New gardens – new plants?  Yes, we still manage to expand, year-by-year, bit-by-bit.  Since the last update, we’ve managed a new bed in Asian Valley, a magical sweep of conifers (and hollies yet to be planted) on the east side of the Art building, and the “twin borders” is off to an especially fine start this spring.  The Elking Environment has received a facelift with the drainway improved.  More development is coming to the east of the Elking Environment.  The new ADA parking lot on the intramural field is screaming for a landscape.  The Ag/Art parking lot border is exquisite at this writing.  The Children’s Garden is home to a vibrant color show this spring, sporting some Grant petunia seedlings, a maroon bluebonnet front line, an almost complete Abelia collection, and plenty of refinements.  Dawn is spearheading a “pond” garden project, planned for the old “bog” garden, a development that will bring this unique spot back to glory.  Weeds have been beat back, plants moved, and the outline of a fairly large pool has been defined – summer project is my guess.  There’s a MASTer Gardener tomato/pepper trial going in this spring in the line of vines garden. 

A special gift came to us with the passing of a wonderful horticulturist from Dallas, Mr. Logan Calhoun.  Logan left the Mast Arboretum his “garden” of plants, a really wonderful special collection, most of which was dug and transported by Matt Welch plant by plant in three truckloads to the Arboretum.  The plants have been given a special home in the Elking Environment.  More on this gift in the next update.

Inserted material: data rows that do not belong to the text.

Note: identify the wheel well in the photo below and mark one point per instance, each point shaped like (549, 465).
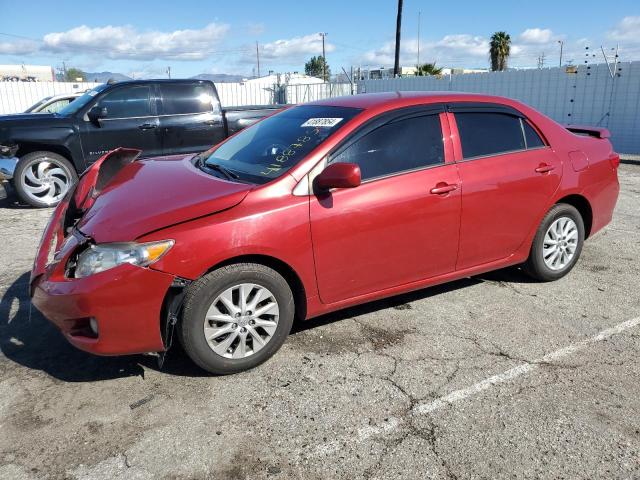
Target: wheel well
(25, 148)
(584, 207)
(288, 273)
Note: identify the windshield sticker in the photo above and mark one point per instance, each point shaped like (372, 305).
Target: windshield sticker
(321, 122)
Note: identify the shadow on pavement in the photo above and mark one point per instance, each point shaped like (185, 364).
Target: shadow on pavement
(28, 339)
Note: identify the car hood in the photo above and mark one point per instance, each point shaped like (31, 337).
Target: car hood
(148, 195)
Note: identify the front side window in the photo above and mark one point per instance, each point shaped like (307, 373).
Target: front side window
(400, 145)
(55, 107)
(183, 98)
(128, 102)
(271, 147)
(489, 133)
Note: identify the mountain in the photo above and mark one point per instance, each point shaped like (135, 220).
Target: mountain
(219, 77)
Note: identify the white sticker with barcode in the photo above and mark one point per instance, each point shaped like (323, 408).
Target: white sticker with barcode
(321, 122)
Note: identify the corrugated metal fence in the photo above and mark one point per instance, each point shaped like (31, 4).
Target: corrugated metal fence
(590, 96)
(18, 96)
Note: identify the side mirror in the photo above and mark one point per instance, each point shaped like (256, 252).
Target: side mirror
(339, 175)
(96, 113)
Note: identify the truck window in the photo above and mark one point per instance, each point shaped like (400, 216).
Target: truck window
(183, 98)
(128, 102)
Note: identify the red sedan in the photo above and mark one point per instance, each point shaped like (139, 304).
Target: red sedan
(316, 208)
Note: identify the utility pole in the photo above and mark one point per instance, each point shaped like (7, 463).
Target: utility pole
(324, 58)
(258, 58)
(419, 14)
(396, 65)
(561, 42)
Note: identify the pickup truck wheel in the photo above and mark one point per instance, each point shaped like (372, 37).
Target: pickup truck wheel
(42, 179)
(557, 244)
(236, 317)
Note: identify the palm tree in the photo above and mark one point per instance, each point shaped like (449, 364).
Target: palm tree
(499, 51)
(428, 69)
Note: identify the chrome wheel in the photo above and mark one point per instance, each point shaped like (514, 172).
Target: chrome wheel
(560, 243)
(241, 321)
(45, 181)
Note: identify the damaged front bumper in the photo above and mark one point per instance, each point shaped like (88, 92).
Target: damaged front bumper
(7, 167)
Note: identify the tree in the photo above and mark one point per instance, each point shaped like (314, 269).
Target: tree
(314, 67)
(500, 48)
(73, 74)
(428, 69)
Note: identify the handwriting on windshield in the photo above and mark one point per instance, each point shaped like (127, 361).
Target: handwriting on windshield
(289, 153)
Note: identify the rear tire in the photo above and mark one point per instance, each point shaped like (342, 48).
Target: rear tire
(557, 244)
(42, 179)
(236, 317)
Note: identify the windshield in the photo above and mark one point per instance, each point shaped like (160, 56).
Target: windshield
(36, 105)
(81, 101)
(271, 147)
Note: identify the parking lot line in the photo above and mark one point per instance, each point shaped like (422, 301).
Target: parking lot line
(393, 423)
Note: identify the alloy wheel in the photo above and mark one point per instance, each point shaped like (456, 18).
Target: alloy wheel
(241, 321)
(560, 243)
(45, 181)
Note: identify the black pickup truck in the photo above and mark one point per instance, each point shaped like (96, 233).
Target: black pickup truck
(44, 153)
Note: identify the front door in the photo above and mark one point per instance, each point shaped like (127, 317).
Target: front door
(391, 230)
(508, 176)
(131, 121)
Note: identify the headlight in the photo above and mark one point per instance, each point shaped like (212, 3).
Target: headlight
(99, 258)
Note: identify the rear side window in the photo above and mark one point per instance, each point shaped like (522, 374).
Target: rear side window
(489, 133)
(182, 98)
(531, 136)
(401, 145)
(127, 102)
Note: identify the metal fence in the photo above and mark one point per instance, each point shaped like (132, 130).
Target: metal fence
(18, 96)
(590, 96)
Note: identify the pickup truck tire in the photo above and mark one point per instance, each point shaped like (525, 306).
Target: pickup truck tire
(557, 244)
(42, 179)
(236, 317)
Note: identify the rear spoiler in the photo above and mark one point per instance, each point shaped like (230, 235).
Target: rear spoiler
(596, 132)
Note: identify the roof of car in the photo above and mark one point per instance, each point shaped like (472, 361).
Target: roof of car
(389, 99)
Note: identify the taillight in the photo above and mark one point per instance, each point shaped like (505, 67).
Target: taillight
(615, 160)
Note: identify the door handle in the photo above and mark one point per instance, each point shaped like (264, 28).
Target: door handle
(544, 168)
(442, 187)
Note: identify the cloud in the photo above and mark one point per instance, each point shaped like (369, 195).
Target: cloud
(294, 49)
(628, 29)
(125, 42)
(20, 47)
(449, 50)
(255, 28)
(536, 36)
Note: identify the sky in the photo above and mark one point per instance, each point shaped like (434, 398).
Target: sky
(142, 38)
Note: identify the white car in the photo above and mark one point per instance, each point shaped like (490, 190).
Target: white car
(53, 104)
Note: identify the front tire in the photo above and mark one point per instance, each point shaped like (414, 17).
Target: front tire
(42, 179)
(557, 244)
(236, 317)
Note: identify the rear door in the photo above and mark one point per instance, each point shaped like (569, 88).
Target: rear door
(508, 176)
(391, 230)
(191, 118)
(131, 121)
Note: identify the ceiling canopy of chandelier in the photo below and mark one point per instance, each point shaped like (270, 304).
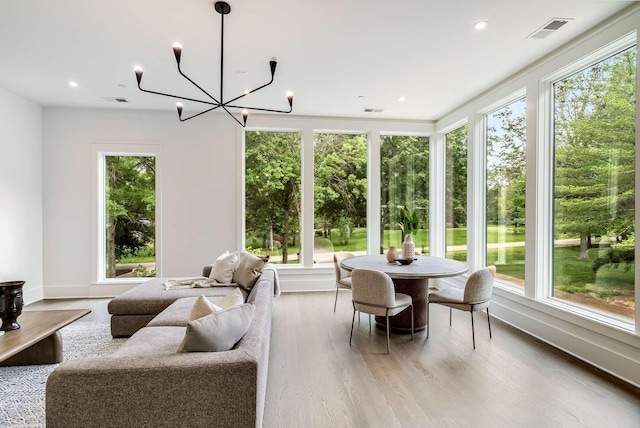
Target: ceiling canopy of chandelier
(223, 9)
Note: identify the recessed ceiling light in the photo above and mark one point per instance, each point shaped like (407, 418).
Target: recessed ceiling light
(480, 25)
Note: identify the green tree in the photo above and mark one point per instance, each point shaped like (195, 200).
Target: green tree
(404, 179)
(595, 150)
(340, 187)
(272, 186)
(130, 204)
(456, 212)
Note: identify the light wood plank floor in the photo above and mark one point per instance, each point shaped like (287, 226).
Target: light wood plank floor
(317, 380)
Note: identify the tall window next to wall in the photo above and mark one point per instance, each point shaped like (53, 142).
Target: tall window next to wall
(456, 209)
(404, 182)
(273, 195)
(594, 199)
(340, 195)
(130, 211)
(506, 142)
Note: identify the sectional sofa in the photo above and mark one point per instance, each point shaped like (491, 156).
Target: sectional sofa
(147, 383)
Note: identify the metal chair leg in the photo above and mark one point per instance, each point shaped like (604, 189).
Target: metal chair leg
(387, 334)
(412, 321)
(352, 321)
(428, 323)
(473, 333)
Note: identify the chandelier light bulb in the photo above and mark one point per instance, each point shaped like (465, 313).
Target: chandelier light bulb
(480, 25)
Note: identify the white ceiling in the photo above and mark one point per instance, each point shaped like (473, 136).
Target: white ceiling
(330, 52)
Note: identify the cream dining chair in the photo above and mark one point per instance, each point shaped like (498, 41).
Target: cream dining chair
(374, 294)
(343, 277)
(475, 296)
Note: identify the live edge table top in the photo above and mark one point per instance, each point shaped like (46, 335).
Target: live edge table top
(34, 327)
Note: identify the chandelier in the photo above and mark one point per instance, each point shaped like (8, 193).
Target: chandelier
(223, 9)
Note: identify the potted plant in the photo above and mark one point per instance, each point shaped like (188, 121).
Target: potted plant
(409, 224)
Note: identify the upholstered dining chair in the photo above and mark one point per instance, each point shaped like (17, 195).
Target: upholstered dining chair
(374, 294)
(475, 296)
(343, 277)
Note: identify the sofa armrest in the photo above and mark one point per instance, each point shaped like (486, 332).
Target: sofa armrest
(206, 270)
(168, 389)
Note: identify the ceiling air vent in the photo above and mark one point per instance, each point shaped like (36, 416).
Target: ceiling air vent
(549, 28)
(115, 100)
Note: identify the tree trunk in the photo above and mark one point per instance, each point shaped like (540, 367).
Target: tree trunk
(584, 247)
(111, 248)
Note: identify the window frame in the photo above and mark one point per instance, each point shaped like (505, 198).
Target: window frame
(546, 176)
(99, 154)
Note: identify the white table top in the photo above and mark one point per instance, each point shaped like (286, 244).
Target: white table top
(423, 267)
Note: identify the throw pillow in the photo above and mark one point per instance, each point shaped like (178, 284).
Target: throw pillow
(249, 270)
(202, 308)
(233, 298)
(219, 331)
(224, 267)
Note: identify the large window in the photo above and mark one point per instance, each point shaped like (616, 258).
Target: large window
(273, 195)
(505, 160)
(456, 187)
(404, 182)
(129, 216)
(340, 195)
(594, 199)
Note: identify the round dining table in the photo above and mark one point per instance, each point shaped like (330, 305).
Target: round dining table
(411, 279)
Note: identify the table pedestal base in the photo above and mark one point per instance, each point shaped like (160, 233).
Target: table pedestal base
(418, 289)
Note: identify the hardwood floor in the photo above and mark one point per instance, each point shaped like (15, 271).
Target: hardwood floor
(317, 380)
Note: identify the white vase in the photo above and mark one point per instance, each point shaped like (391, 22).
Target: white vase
(392, 255)
(408, 247)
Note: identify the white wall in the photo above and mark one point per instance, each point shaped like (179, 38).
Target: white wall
(21, 193)
(197, 185)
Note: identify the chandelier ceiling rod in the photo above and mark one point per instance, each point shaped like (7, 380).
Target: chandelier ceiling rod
(223, 9)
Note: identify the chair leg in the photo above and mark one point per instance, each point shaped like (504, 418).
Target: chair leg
(412, 321)
(428, 323)
(473, 333)
(387, 334)
(352, 321)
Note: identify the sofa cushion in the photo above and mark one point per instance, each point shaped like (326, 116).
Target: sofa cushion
(224, 267)
(248, 271)
(202, 307)
(219, 331)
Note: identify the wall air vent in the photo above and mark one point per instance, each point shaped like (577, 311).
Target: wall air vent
(549, 28)
(115, 99)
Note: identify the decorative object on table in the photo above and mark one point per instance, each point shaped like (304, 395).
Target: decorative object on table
(10, 304)
(392, 254)
(223, 8)
(409, 223)
(408, 248)
(405, 262)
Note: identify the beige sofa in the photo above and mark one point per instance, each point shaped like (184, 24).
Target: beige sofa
(146, 383)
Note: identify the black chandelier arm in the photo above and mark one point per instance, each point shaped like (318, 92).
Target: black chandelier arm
(250, 92)
(196, 85)
(198, 114)
(217, 104)
(231, 114)
(260, 109)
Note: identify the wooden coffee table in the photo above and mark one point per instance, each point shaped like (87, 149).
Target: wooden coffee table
(37, 341)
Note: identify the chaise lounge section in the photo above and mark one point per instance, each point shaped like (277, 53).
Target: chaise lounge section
(147, 383)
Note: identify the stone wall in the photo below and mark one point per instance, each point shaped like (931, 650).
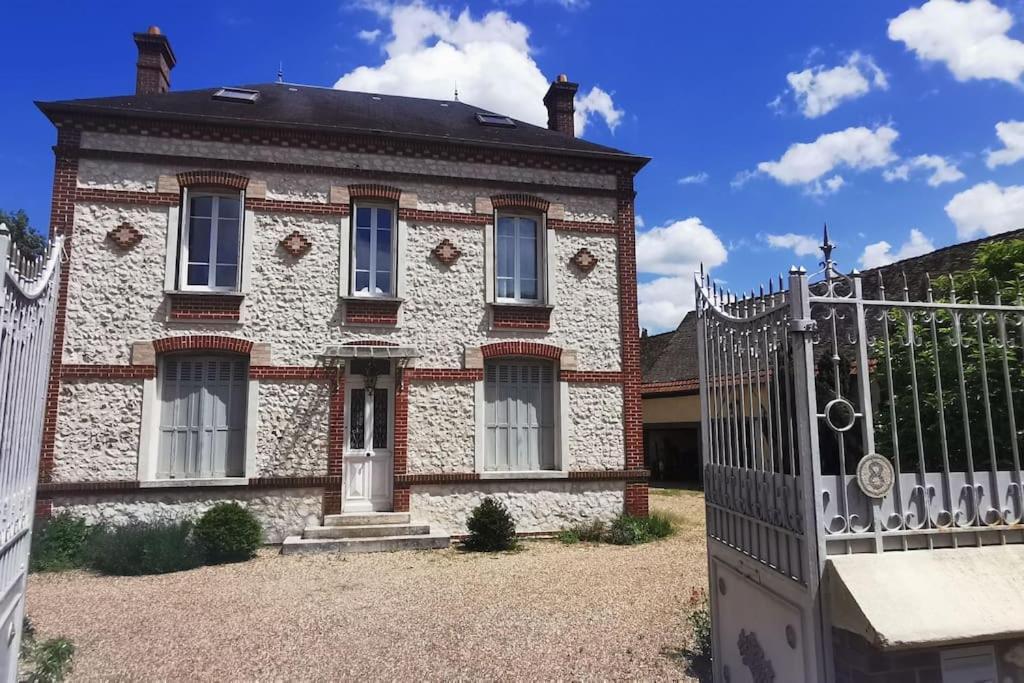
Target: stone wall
(536, 506)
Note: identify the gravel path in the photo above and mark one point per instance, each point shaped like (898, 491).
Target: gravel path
(546, 611)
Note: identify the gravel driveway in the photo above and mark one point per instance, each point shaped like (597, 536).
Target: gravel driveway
(546, 611)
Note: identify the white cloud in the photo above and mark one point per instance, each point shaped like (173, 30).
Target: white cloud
(970, 38)
(694, 179)
(1011, 133)
(881, 253)
(819, 90)
(369, 36)
(987, 209)
(429, 51)
(942, 170)
(802, 245)
(675, 252)
(806, 163)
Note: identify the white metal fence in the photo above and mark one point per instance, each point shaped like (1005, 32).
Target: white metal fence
(27, 318)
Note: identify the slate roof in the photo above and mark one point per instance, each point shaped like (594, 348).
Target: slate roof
(672, 356)
(312, 108)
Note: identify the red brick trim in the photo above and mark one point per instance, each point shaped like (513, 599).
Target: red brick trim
(531, 349)
(443, 375)
(185, 306)
(296, 373)
(374, 191)
(370, 310)
(592, 376)
(213, 178)
(515, 316)
(682, 386)
(203, 343)
(406, 480)
(84, 372)
(61, 222)
(520, 201)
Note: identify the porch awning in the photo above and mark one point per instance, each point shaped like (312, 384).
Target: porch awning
(368, 351)
(925, 598)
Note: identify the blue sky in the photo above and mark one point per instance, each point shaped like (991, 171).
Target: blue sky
(896, 105)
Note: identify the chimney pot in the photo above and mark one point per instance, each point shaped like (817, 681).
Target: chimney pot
(560, 105)
(156, 59)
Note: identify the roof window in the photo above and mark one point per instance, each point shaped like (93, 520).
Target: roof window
(237, 95)
(495, 120)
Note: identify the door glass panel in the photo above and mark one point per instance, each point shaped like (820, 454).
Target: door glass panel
(380, 419)
(356, 419)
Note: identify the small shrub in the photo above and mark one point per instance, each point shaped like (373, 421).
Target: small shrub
(491, 527)
(144, 548)
(228, 532)
(59, 544)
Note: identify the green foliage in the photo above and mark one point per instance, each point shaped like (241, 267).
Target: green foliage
(491, 527)
(228, 532)
(59, 544)
(630, 530)
(48, 662)
(142, 548)
(22, 233)
(987, 366)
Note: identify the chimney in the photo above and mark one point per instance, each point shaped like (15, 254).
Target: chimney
(560, 107)
(156, 59)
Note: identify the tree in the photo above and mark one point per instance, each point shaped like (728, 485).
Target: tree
(27, 238)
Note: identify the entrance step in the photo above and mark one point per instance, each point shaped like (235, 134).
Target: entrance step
(365, 530)
(300, 545)
(366, 518)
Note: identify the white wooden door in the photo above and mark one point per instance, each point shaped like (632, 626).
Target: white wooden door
(368, 467)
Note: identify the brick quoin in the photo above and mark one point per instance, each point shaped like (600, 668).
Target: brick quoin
(636, 494)
(532, 349)
(61, 222)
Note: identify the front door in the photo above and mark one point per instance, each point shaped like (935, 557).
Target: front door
(368, 468)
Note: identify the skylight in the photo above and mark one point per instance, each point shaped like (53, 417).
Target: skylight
(237, 95)
(495, 120)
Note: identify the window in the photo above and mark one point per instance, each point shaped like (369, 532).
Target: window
(517, 250)
(373, 256)
(202, 417)
(519, 414)
(211, 248)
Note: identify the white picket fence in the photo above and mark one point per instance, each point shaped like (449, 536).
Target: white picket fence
(27, 318)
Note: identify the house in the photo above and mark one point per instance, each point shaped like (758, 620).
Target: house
(317, 302)
(671, 391)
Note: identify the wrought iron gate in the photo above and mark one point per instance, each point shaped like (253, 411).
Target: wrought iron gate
(27, 318)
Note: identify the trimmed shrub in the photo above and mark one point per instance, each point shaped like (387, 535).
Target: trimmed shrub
(228, 532)
(144, 548)
(491, 527)
(59, 544)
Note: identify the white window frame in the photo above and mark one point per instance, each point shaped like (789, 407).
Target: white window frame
(148, 450)
(393, 208)
(562, 456)
(542, 259)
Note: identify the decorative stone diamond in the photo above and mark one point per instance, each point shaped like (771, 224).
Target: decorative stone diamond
(446, 252)
(296, 244)
(585, 260)
(125, 236)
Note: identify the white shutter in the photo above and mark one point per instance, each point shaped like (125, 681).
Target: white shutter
(203, 415)
(519, 416)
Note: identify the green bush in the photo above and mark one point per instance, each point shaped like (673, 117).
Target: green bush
(144, 548)
(59, 544)
(228, 532)
(491, 527)
(630, 530)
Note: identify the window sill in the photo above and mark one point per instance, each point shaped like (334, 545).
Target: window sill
(184, 483)
(529, 474)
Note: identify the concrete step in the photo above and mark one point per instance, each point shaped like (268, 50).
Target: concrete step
(363, 518)
(365, 530)
(295, 545)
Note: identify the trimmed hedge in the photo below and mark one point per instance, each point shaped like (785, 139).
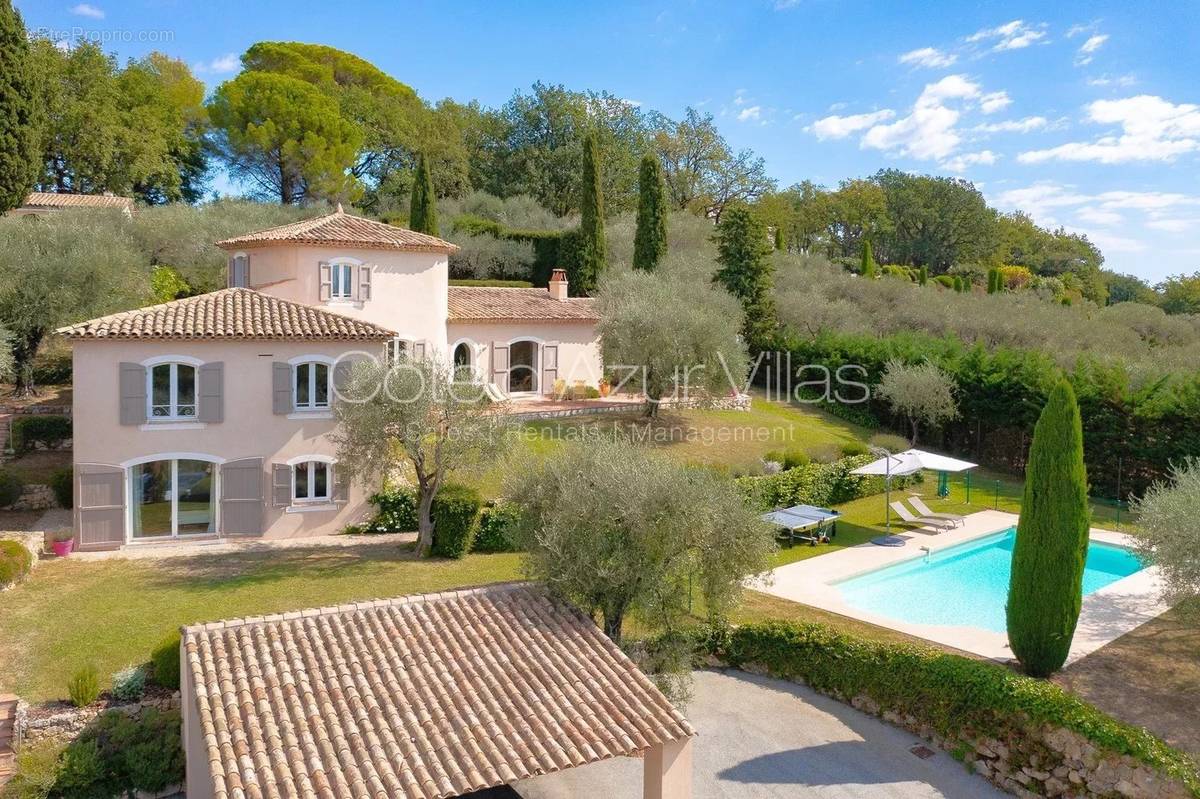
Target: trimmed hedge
(496, 524)
(15, 562)
(455, 515)
(45, 430)
(958, 697)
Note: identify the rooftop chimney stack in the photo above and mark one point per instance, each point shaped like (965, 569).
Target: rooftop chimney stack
(558, 284)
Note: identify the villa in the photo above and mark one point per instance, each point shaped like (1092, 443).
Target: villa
(209, 416)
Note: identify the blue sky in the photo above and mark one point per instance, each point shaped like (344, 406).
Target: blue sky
(1084, 114)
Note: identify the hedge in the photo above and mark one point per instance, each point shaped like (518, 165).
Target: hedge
(455, 515)
(15, 562)
(958, 697)
(45, 430)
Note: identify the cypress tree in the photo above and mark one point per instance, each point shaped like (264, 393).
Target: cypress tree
(651, 239)
(18, 128)
(743, 248)
(1045, 588)
(423, 210)
(593, 250)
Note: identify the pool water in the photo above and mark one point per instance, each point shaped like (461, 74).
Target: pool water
(967, 584)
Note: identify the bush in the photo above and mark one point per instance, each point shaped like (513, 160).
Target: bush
(959, 698)
(455, 515)
(497, 523)
(130, 684)
(11, 486)
(165, 662)
(395, 511)
(15, 562)
(30, 431)
(83, 688)
(63, 485)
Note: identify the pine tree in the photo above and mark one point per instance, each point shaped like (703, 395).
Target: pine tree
(423, 210)
(18, 127)
(743, 248)
(868, 269)
(1045, 588)
(651, 239)
(593, 248)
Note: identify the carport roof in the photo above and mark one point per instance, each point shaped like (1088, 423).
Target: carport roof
(421, 696)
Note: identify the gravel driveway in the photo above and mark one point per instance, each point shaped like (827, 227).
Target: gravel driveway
(767, 738)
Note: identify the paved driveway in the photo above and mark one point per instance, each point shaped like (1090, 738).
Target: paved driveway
(767, 738)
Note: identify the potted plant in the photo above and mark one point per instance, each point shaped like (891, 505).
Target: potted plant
(63, 542)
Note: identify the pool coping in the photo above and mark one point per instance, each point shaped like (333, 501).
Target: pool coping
(1105, 614)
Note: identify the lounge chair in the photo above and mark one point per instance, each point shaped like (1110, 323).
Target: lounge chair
(923, 509)
(906, 515)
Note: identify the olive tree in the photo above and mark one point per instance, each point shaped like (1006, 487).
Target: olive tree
(923, 394)
(418, 416)
(615, 528)
(1168, 533)
(672, 337)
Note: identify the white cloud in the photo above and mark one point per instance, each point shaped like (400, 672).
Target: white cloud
(1152, 128)
(1025, 125)
(88, 10)
(839, 127)
(958, 164)
(1009, 36)
(929, 131)
(995, 101)
(928, 56)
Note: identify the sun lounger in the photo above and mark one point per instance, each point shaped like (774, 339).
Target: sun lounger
(923, 509)
(906, 515)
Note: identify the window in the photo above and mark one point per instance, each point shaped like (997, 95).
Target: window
(310, 386)
(310, 481)
(172, 391)
(342, 276)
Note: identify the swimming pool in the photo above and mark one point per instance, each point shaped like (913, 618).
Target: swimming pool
(967, 584)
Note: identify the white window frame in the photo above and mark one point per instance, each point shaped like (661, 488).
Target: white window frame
(174, 362)
(309, 463)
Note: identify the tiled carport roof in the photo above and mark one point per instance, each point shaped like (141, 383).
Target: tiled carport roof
(421, 696)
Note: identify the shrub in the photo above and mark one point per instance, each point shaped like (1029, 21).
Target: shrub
(455, 515)
(11, 486)
(165, 662)
(395, 511)
(63, 485)
(15, 562)
(30, 431)
(130, 684)
(497, 524)
(959, 698)
(83, 688)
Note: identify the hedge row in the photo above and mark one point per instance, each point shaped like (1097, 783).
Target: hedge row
(958, 697)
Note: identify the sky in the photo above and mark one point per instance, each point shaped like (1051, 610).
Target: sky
(1083, 114)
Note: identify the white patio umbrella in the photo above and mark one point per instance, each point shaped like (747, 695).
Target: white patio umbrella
(909, 462)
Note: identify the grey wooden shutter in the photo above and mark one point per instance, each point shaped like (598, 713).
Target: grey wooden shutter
(324, 281)
(281, 485)
(549, 367)
(281, 389)
(133, 394)
(364, 282)
(100, 505)
(241, 497)
(211, 394)
(501, 365)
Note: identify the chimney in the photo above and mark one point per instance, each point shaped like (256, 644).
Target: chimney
(558, 284)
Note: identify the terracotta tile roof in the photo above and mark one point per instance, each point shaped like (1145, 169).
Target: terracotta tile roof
(228, 313)
(61, 199)
(342, 229)
(474, 302)
(423, 696)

Funding News:  People and budgets drive programs and, since the last update, our budget picture has improved.  We have been granted $2000 from International Paper that will help us with signage and interpretation in the Ruby M. Mize Azalea Garden.  Houston Livestock Show and Rodeo awarded the program $7500 for our “plants with promise” program.  The Ruby M. Mize Azalea Garden endowment provides a solid foundation for that garden’s maintenance and development in the year’s ahead.  Nursery industry support has been terrific.  The Mill Creek Gardens endowment allows a solid foundation of support for our “Three R’s” endangered plants conservation program.  The Smith County Master Gardeners will be awarding a deserving Horticulture student an annual $1000 scholarship.  The Tyler Men’s Garden Club will be doing the same.   Marilyn Larison’s donation of lodging for our out of town speakers is terrific.  The Les Reeves endowment fund guarantees support to our ever-increasing-in-popularity lecture series, a wonderful educational outreach success of this garden. Then there’s an increasing army of generous folks that have become true friends of the garden, people that believe in just what this garden can become in the South.  Yes, we’re a small town deep in the Pineywoods of East Texas . . . but our garden energy is not.

 

I’ve told the Arboretum warriors that once we “gets past” the two big ground-breaking, crowds-of-people Dedication events and the Spring Gala, then we can then take a deep breath, rejoice that we survived, and relax for a while (couple of hours, maybe).  As we all know, a gardener’s work is never done.   Join us in all or any of the events coming up – there’s plenty of horticulture here for everyone.